My husband ran the 10km at the Standard Chartered marathon with quite a few of his work colleagues and our gardener, and managed not to get bombed by Al Shabaab. Phew. So glad that the incredible charity event went off without a hitch (they even dodged the rain that has been pouring down intermittently all weekend) and people turned out in record numbers as usual.
I felt a bit shifty and guilty for not running once again on Sunday morning once again when my husband's alarm clock went off - not least because the spokesperson for the charity 'seeing is believing', Henry Wanyoike, paralympic and gold medal winning marathon champion - came to our kids school on a sports day recently with his running partner Joseph and gave us all an inspiring motivational talk. He lost his sight when he was 19. Read more about the marathon here.

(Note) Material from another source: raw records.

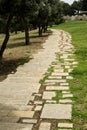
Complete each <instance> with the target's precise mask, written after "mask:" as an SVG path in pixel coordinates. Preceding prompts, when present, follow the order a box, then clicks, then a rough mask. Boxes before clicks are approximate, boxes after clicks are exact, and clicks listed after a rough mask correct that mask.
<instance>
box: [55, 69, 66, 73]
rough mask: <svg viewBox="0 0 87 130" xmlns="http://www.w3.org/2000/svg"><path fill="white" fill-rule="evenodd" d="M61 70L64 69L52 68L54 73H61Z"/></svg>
mask: <svg viewBox="0 0 87 130" xmlns="http://www.w3.org/2000/svg"><path fill="white" fill-rule="evenodd" d="M62 72H64V69H55V70H54V73H62Z"/></svg>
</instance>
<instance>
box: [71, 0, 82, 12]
mask: <svg viewBox="0 0 87 130" xmlns="http://www.w3.org/2000/svg"><path fill="white" fill-rule="evenodd" d="M71 8H72V9H73V12H74V13H75V12H76V11H77V13H79V11H80V10H81V9H82V0H79V1H74V2H73V4H72V5H71Z"/></svg>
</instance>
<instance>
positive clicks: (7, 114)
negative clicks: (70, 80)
mask: <svg viewBox="0 0 87 130" xmlns="http://www.w3.org/2000/svg"><path fill="white" fill-rule="evenodd" d="M73 50H74V47H73V46H72V44H71V36H70V35H69V34H68V33H66V32H64V31H62V30H58V31H57V30H53V35H51V36H49V38H48V40H46V42H45V43H44V44H43V49H42V50H40V51H39V52H38V53H37V54H34V55H33V57H34V58H33V59H32V60H31V61H29V63H26V64H25V65H23V66H20V67H18V68H17V72H16V73H15V74H10V75H8V77H7V79H6V80H4V81H3V82H0V130H54V129H55V128H56V129H58V130H64V129H73V123H69V122H70V120H71V118H72V102H73V101H72V97H73V94H71V92H70V88H69V83H68V80H69V79H72V78H73V77H71V76H69V73H70V72H71V71H72V70H73V68H74V67H76V64H77V62H75V59H73V57H74V54H73ZM49 66H51V67H53V72H52V73H51V75H49V77H48V79H47V80H45V82H44V84H42V85H41V84H40V83H39V81H40V79H42V78H43V77H44V74H45V72H47V69H48V68H49ZM56 91H57V92H59V93H60V94H61V96H60V98H58V99H55V100H53V97H56Z"/></svg>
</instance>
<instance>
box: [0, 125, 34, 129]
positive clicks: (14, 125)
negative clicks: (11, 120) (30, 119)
mask: <svg viewBox="0 0 87 130" xmlns="http://www.w3.org/2000/svg"><path fill="white" fill-rule="evenodd" d="M32 128H33V124H19V123H0V130H32Z"/></svg>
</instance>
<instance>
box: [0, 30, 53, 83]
mask: <svg viewBox="0 0 87 130" xmlns="http://www.w3.org/2000/svg"><path fill="white" fill-rule="evenodd" d="M50 33H51V31H48V32H47V33H44V34H43V36H42V37H38V32H37V30H33V31H30V45H29V46H26V45H25V34H24V32H18V34H15V33H11V34H10V39H9V42H8V44H7V48H6V50H5V52H4V55H3V59H2V60H1V61H0V81H2V80H4V79H5V78H7V75H8V74H10V73H15V72H16V70H17V67H18V66H19V65H23V64H25V63H27V62H29V60H30V59H32V58H33V56H32V54H34V53H38V51H39V50H40V49H43V46H42V43H44V42H45V40H46V39H47V38H48V35H49V34H50ZM3 40H4V34H0V47H1V45H2V42H3Z"/></svg>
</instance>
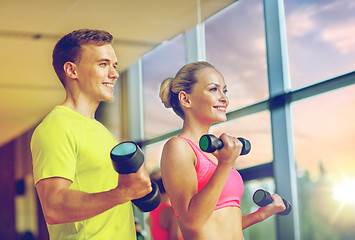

When it came close to the time, as usual I had excuses aplenty - next year we'll do the family fun run at least, ... promise.
Shopping centres that were quiet(ish) on Friday following security warnings, were heaving once again (and chaotic) by Sunday. There certainly is general fear of terror attacks - a taxi driver I met on Saturday said,
"Have you seen these Somalis, carrying two guns each? They are not afraid to die. That is why we Kenyans fear them."
While people are certainly behind Kenya's move into Somalia to fight Al Shabaab and are continuing life as usual, last week, hotlines were reportedly jammed with calls by Kenyans reporting sightings of anyone vaguely resembling a Somali in the city. A friend's work colleague said that it has been common for passengers to refuse to board a bus/matatu if there is someone who looks like a Somali already inside. And yet, the person arrested and found guilty for the two grenade attacks of last Sunday/Monday on a nightclub/bus stage - was Kenyan. I wonder what will happen next. Nothing hopefully.